Alerting of Loose Foreign Keys Deleted Records Processing
After identifying a recent problem with LFK Processing: #419119 (closed) We should add some alerting on LFK workers, to make sure they are working as expected, and catching up with the deleted records.
We have some Prometheus Metrics that we can use for this alerting: loose_foreign_key_updates, loose_foreign_key_deletions , loose_foreign_key_incremented_deleted_records, loose_foreign_key_rescheduled_deleted_records
Some ideas on events that we should alert on
- Number of partitions on the
loose_foreign_keys_deleted_recordsonmainorciis higher thanX. Probably 3 is a good number forX - Number of deletions/updates are high for long time. This refers to child records being updated or deleted.
- We hit the time/processed items limits for more than X days on 1 database ? This information might also not be available in the current metrics. Maybe we need to modify the https://gitlab.com/gitlab-org/gitlab/-/blob/master/app/services/loose_foreign_keys/batch_cleaner_service.rb to add this information.

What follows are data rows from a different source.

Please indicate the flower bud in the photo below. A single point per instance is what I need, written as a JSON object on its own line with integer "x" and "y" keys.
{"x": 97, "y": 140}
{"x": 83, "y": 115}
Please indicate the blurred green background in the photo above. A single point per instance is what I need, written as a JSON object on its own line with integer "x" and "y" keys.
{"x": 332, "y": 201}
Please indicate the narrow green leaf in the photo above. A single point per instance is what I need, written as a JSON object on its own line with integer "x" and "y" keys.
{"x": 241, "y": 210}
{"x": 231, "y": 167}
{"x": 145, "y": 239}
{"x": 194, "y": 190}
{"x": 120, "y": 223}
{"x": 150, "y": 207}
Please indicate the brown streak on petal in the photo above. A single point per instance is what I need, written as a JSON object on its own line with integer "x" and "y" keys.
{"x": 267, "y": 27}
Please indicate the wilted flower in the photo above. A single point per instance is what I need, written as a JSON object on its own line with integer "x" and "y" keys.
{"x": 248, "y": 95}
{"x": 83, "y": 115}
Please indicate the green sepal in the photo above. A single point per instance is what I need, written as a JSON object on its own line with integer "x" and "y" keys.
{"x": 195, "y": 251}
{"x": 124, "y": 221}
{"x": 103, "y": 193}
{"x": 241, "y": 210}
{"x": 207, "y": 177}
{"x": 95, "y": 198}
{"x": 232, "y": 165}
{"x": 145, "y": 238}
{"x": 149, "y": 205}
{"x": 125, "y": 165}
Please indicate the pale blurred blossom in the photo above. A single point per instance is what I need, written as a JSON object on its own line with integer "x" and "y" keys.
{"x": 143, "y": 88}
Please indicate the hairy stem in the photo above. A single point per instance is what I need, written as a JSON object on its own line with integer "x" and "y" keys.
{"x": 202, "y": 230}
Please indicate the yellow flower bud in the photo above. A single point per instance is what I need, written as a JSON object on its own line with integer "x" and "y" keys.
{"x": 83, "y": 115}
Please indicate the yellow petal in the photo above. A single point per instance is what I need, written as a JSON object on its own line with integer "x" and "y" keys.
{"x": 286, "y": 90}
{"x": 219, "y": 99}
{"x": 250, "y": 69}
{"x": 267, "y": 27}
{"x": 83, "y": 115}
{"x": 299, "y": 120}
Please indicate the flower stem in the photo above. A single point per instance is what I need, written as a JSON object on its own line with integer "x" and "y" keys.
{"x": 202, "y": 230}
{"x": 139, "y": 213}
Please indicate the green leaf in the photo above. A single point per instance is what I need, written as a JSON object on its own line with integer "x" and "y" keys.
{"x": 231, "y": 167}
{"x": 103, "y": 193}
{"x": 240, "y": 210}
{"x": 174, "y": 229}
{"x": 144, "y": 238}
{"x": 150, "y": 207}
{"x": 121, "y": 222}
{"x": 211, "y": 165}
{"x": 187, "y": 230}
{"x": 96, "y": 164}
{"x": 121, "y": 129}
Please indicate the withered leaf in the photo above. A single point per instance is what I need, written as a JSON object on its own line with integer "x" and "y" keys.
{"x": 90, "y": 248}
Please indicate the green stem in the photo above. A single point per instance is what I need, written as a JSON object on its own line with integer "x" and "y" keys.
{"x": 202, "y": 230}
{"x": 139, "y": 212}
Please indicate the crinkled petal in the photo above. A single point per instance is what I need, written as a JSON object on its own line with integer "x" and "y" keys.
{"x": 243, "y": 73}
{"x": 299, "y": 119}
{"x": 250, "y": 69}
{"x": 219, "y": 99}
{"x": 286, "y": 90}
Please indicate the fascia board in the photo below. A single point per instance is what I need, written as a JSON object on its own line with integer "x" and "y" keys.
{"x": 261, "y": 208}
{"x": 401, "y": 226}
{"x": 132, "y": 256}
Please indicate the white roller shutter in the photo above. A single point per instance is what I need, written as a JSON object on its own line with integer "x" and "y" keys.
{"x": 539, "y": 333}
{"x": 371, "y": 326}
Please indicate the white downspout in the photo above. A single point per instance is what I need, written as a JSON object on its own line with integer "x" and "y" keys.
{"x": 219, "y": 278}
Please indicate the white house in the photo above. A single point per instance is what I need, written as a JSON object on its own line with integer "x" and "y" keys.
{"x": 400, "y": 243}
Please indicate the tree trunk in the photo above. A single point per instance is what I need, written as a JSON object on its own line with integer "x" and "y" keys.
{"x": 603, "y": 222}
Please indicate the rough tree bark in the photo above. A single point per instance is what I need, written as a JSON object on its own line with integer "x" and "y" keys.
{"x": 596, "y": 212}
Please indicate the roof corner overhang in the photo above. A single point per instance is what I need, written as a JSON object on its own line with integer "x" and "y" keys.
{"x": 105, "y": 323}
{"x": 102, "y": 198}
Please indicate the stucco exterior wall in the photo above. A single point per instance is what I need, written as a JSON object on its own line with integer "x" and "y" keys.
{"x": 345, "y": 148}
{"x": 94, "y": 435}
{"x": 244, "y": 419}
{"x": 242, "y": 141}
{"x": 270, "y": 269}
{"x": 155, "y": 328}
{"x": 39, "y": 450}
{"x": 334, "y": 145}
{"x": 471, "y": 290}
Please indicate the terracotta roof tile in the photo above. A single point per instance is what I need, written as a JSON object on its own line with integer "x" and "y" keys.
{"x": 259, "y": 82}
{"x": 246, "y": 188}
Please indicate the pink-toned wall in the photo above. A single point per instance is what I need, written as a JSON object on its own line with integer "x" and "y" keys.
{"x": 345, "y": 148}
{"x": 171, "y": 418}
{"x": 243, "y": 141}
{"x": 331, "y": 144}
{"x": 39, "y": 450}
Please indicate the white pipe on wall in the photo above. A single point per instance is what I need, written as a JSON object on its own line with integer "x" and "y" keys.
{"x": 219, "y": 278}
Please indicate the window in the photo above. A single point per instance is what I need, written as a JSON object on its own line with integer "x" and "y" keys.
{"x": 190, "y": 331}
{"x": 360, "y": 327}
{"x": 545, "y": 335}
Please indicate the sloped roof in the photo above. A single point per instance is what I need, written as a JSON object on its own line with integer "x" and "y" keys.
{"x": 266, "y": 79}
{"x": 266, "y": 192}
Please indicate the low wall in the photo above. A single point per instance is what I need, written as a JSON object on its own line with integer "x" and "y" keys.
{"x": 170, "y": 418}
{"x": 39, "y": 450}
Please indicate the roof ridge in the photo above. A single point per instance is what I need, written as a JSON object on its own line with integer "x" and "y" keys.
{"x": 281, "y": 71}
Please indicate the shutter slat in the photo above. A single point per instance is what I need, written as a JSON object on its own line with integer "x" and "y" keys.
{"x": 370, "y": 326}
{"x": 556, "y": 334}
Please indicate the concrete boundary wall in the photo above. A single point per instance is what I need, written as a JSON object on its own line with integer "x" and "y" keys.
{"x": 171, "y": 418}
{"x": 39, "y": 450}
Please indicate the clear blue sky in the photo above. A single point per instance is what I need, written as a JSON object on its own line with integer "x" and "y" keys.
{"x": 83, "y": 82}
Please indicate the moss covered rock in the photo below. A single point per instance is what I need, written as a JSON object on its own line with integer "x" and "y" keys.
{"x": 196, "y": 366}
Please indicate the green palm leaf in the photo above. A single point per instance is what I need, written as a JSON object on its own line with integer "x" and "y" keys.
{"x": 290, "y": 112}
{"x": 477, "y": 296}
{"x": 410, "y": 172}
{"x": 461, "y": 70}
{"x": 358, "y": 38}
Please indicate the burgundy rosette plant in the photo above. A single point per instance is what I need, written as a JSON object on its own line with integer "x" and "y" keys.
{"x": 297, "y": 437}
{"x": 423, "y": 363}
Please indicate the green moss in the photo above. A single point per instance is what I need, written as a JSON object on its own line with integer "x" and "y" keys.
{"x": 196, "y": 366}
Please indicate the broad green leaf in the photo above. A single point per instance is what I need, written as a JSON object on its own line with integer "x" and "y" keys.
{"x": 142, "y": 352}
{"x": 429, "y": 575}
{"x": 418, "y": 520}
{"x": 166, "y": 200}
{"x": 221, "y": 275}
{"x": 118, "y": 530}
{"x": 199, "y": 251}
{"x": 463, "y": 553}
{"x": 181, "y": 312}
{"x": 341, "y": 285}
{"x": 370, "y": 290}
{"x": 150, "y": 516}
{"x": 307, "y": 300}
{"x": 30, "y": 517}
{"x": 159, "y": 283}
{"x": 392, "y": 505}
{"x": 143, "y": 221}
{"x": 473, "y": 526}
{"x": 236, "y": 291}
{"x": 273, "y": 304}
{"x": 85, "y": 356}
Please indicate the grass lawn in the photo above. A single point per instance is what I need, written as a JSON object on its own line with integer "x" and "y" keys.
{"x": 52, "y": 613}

- We have many pending records in the database > 0 for long time (more than X days) ? This information might not be available in current metrics. Maybe we need to modify the https://gitlab.com/gitlab-org/gitlab/-/blob/master/app/services/loose_foreign_keys/batch_cleaner_service.rb to add this information.
The Goal
The goal at the end is to make sure that we don't have a big number of pending records in the loose_foreign_key_deleted_records table with status = 1. If we reach this state, we should be alerted to look into what's wrong. At the time of writing this issue, we had 29M pending records on the CI database
An example of a similar alerting MR related to another topic (Consistency Checking): gitlab-com/runbooks!5646 (merged)